Named after a highly fictionalized memoir the twins produced late in their lives, Jensen's story begins with their birth in Brighton, England. The off-spring of a single woman and a married man, the twins were left in the care of a barkeep and midwife who immediately began to display them to bar patrons. After tours in England and Australia, the twins came to America and made it big on the vaudeville circuit. Mercifully for the twins, they were produced as a genuine "act." The sisters were trained to dance, act, and play instruments. Though it was impossible to completely shake off the uncanny impact Daisy and Violet had on viewers, the fact that they were performing artists of no small talent helped elevate their act above the sideshow and make them respectable names on the vaudeville stage. As to twins rose in popularity, their "adoptive caretaker" sold them to a couple how kept the twins as virtual slaves. Fearing that unscheduled public appearances would diminish the twins' draw, they were confined to circus train cars or the vast estate their owners built out of the twins' earnings. All external communications were closely watched. Daisy and Violet were held as prisoners. Ultimately, their owners made a mistake and allowed the twins access to a lawyer. In a celebrated court case that grabbed national headlines, Daisy and Violet were emancipated.
Unfortunately, in many ways, their best years as a box office draw were behind them. Though they still toured and performed, the death of vaudeville and the increasing public distaste of "freak" acts took a heavy toll on the twins' popularity. They appeared in Freaks only to have that film become a legendary bomb. While Daisy and Violet actually agreed with many of the film's critics, the backlash against the film was an indication that their time as performers was passing. They went from lavish vaudeville settings to county fairs. From county fairs to drive-in movie theaters. What little of their fortune was left was blown on producing the truly horrible Chained for Life, a curious z-grade flick that Daisy and Violet delusionally believed would revive their careers. Finally, having squandered their hard-earned fortune and being unable to land gigs, they took a job in a grocery store. They couldn't even keep that gig: the often ill-tempered Violet insulted a customer and they were canned. A local church offered them rent-free housing, and it is in that house that the sisters died. Daisy went first. They think Violet might have held on for a couple of days, refusing to get help, determined to die still connected to her sister.

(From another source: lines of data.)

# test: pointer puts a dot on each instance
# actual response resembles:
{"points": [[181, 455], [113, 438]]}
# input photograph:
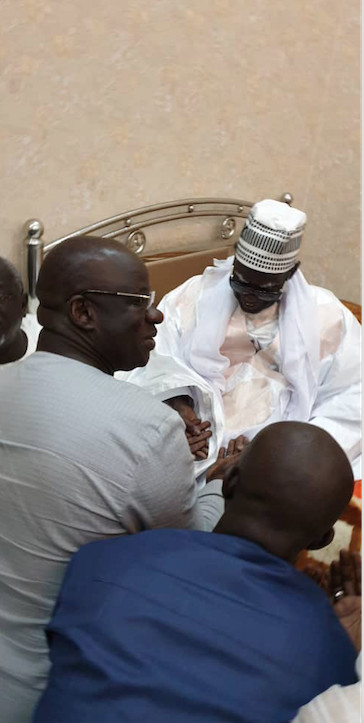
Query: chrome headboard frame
{"points": [[128, 228]]}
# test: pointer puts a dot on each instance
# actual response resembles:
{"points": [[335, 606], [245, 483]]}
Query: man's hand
{"points": [[345, 577], [227, 457], [345, 574], [197, 432]]}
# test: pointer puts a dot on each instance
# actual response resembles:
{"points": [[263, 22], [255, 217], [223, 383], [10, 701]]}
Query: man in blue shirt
{"points": [[170, 626]]}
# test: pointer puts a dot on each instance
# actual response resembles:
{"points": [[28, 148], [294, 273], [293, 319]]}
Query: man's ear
{"points": [[293, 271], [323, 541], [82, 312], [230, 481]]}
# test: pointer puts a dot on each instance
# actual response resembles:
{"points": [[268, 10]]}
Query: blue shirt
{"points": [[175, 625]]}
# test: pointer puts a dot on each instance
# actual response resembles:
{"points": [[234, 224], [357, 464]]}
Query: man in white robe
{"points": [[250, 342], [19, 331]]}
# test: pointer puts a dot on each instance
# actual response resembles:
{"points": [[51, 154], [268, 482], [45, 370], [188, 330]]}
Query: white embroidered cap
{"points": [[271, 238]]}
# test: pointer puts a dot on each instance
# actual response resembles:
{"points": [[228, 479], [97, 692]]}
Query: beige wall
{"points": [[111, 105]]}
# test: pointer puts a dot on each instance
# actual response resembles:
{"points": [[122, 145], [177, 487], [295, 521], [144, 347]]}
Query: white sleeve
{"points": [[338, 403], [339, 704], [165, 491]]}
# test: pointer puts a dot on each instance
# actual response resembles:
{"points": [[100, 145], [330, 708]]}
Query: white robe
{"points": [[312, 374]]}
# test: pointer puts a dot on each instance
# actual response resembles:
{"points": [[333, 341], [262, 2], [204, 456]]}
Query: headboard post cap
{"points": [[287, 198], [33, 228]]}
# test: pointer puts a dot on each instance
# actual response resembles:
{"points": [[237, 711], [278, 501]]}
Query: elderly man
{"points": [[83, 457], [180, 626], [250, 342], [18, 330]]}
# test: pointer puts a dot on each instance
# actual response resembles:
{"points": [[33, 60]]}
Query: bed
{"points": [[176, 239]]}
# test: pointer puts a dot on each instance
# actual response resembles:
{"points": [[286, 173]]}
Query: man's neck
{"points": [[15, 349], [273, 542]]}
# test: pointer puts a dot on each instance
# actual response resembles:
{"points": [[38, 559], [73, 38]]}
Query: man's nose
{"points": [[154, 315]]}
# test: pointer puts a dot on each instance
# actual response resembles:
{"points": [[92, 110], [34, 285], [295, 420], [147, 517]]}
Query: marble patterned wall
{"points": [[114, 105]]}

Jensen's book is a solid, well-researched work. The style is clean and lively in parts, but it never rises to the level of something you'd read for its own sake. Daisy and Violet are the draw here and it is the sheer tragic and frustrating oddity of their story that makes the book compelling. A good read for those interested in the twins, the vaudeville era, or in that strange jewel in the Universal monster-flick crown: Browning's Freaks.
Jensen's book is published by Ten Speed Press and is scheduled for release in November.